Efisiensi Diumumkan, Tapi Defisit Malah Bengkak: DPR Soroti Kinerja Sri Mulyani

TerkiniJambi

JAKARTA – Pemerintah pusat mengklaim telah menerapkan efisiensi anggaran tahun 2025 sebesar Rp306,7 triliun melalui Instruksi Presiden (Inpres) Nomor 1 Tahun 2025. Namun fakta di lapangan menunjukkan, defisit anggaran justru membengkak dari target awal Rp616,2 triliun (2,53% PDB) menjadi Rp662 triliun (2,78% PDB). Kondisi ini memicu sorotan tajam dari DPR RI yang menilai efisiensi hanya jargon tanpa dampak nyata terhadap keuangan negara.

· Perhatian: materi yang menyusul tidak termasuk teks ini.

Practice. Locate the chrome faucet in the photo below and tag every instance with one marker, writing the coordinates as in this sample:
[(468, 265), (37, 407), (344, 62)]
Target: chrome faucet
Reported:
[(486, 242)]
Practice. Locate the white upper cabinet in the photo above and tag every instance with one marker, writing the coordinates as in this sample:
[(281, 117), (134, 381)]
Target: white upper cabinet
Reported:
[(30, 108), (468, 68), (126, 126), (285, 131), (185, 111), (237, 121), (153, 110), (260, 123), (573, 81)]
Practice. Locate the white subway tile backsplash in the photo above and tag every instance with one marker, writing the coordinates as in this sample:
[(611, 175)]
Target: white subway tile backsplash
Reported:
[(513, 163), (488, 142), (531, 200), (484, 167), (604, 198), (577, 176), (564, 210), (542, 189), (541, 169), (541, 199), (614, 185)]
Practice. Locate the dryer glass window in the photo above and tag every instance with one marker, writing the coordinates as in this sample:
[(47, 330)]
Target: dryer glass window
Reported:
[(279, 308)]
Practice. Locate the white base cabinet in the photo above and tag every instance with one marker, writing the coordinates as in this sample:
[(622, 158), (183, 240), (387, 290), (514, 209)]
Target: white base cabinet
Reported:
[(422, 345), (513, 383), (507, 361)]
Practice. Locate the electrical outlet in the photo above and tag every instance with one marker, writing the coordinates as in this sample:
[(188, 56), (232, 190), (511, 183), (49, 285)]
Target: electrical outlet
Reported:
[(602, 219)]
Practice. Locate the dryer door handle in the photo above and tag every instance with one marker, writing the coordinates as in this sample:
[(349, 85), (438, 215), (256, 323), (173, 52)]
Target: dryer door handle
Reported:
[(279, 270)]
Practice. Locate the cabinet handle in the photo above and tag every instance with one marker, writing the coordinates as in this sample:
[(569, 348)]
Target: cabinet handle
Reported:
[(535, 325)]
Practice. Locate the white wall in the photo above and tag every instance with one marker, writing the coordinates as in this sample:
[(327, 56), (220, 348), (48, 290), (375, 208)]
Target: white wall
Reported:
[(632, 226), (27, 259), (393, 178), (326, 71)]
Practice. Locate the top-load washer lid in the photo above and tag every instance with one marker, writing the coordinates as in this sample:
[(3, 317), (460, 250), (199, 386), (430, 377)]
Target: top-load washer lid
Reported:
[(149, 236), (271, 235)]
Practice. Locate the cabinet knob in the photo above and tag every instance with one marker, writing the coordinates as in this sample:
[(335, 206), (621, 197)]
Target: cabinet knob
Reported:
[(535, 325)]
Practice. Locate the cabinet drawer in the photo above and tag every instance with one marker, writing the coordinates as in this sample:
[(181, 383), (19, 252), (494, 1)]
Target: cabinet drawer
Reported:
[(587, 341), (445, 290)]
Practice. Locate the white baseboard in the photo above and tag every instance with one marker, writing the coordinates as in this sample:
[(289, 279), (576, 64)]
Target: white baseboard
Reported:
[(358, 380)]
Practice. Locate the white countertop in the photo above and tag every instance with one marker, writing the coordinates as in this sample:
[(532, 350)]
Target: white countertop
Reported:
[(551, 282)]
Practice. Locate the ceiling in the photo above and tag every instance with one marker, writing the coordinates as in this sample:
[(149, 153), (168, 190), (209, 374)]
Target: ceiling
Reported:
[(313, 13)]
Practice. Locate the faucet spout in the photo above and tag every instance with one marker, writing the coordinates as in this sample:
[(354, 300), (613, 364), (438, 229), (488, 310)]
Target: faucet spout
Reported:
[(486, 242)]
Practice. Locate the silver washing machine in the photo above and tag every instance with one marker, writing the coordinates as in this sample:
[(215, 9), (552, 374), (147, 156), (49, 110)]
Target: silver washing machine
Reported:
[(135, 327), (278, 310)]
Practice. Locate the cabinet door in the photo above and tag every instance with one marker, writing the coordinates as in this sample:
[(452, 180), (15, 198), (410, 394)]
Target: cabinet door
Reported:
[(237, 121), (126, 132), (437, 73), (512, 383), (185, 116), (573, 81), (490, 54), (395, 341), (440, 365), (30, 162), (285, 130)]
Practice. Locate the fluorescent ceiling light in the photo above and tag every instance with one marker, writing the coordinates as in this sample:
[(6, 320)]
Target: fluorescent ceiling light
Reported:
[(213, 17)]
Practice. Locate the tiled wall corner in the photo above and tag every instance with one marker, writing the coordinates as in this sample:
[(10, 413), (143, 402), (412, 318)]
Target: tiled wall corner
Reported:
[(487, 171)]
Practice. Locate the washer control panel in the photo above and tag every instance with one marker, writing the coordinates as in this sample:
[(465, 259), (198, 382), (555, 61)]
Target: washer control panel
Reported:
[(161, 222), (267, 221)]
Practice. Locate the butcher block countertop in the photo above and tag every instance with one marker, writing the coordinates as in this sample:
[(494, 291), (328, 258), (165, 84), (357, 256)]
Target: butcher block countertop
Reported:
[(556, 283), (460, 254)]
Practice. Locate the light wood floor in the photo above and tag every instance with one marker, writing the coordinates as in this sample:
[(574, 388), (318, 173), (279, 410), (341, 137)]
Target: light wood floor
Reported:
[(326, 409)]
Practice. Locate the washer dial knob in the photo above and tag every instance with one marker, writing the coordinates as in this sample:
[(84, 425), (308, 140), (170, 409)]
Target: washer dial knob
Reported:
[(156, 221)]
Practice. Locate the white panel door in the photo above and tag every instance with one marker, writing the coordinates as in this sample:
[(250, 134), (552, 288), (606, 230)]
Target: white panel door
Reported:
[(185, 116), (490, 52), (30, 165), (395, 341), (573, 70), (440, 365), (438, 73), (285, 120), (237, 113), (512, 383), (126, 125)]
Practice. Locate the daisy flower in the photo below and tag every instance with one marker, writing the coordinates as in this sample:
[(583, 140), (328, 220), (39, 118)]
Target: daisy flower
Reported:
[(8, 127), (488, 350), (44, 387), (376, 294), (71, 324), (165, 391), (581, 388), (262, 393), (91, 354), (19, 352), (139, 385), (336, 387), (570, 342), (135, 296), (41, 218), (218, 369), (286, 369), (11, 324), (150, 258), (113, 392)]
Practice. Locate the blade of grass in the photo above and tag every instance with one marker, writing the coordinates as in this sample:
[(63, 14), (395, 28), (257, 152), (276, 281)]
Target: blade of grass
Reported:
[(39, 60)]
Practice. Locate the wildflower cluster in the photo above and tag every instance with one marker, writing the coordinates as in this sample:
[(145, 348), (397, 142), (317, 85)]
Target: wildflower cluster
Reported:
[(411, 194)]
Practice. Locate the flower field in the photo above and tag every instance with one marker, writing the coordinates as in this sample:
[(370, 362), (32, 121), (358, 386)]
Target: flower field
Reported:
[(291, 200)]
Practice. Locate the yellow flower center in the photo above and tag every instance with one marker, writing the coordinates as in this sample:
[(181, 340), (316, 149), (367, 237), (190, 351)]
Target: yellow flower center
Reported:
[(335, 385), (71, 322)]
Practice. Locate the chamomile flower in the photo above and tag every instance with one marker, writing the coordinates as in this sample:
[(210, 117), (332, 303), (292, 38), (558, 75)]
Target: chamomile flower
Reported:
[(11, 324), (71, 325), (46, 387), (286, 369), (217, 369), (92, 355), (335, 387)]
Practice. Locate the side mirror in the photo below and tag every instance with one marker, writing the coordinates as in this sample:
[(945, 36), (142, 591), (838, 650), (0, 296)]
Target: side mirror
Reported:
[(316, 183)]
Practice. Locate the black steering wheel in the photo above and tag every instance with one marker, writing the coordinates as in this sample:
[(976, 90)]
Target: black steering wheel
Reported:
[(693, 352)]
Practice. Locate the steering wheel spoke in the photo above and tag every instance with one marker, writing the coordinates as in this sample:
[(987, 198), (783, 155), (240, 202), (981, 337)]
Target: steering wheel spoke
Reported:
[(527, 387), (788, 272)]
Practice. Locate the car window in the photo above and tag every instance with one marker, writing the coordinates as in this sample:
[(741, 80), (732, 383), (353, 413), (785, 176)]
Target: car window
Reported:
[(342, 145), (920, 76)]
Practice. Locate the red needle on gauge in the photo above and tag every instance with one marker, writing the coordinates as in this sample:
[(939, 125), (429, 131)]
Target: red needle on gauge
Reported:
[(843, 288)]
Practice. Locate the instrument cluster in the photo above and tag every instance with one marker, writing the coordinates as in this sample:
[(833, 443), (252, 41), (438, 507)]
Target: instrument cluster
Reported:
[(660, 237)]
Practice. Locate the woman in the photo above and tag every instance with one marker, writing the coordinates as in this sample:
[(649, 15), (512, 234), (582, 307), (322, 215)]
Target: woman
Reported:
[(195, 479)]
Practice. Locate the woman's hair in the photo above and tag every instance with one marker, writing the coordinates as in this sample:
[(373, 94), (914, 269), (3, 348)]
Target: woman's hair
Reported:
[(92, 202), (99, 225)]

Wakil Ketua Badan Anggaran DPR, Dolfie Othniel Frederic Palit, mempertanyakan efektivitas efisiensi yang dijalankan Kementerian Keuangan di bawah kepemimpinan Sri Mulyani. Menurutnya, efisiensi seharusnya memperkecil defisit, bukan justru membuka celah pelebaran utang negara.

“Kami kecewa. Jika betul ada efisiensi Rp306 triliun, mengapa utang justru bertambah dan defisit makin melebar?” ujar Dolfie saat rapat dengan Kementerian Keuangan di Senayan, Selasa (2/7/2025).

Data internal pemerintah menyebutkan bahwa dari target efisiensi Rp306,7 triliun, realisasi yang benar-benar tercapai hanya sekitar Rp93,8 triliun. Bahkan, pemerintah membuka kembali blokir anggaran sebesar Rp134,9 triliun untuk mendanai program prioritas Presiden, termasuk program Makan Bergizi Gratis, peningkatan SDM pendidikan, serta ketahanan pangan nasional.

Pendapatan Negara Melemah, Pembatalan PPN Jadi Biang Kerok?

Dalam klarifikasinya, Menteri Keuangan Sri Mulyani menjelaskan pelebaran defisit bukan sepenuhnya karena pemborosan, melainkan karena anjloknya pendapatan negara. Faktor utamanya adalah pembatalan kenaikan Pajak Pertambahan Nilai (PPN) 12% dan penurunan harga komoditas ekspor unggulan.

“Penerimaan negara berkurang drastis sekitar Rp150 triliun akibat PPN dibatalkan. Belum lagi restitusi pajak meningkat, serta dividen BUMN yang tertunda masuk,” terang Sri Mulyani.

Ia menegaskan, meskipun ada pelebaran defisit, pembukaan blokir anggaran dilakukan secara sah berdasarkan notulensi rapat terbatas bersama Presiden. Kebijakan itu, menurut Menkeu, tidak melanggar Undang-Undang APBN karena tertuang dalam poin Pasal 20 ayat (1) huruf h.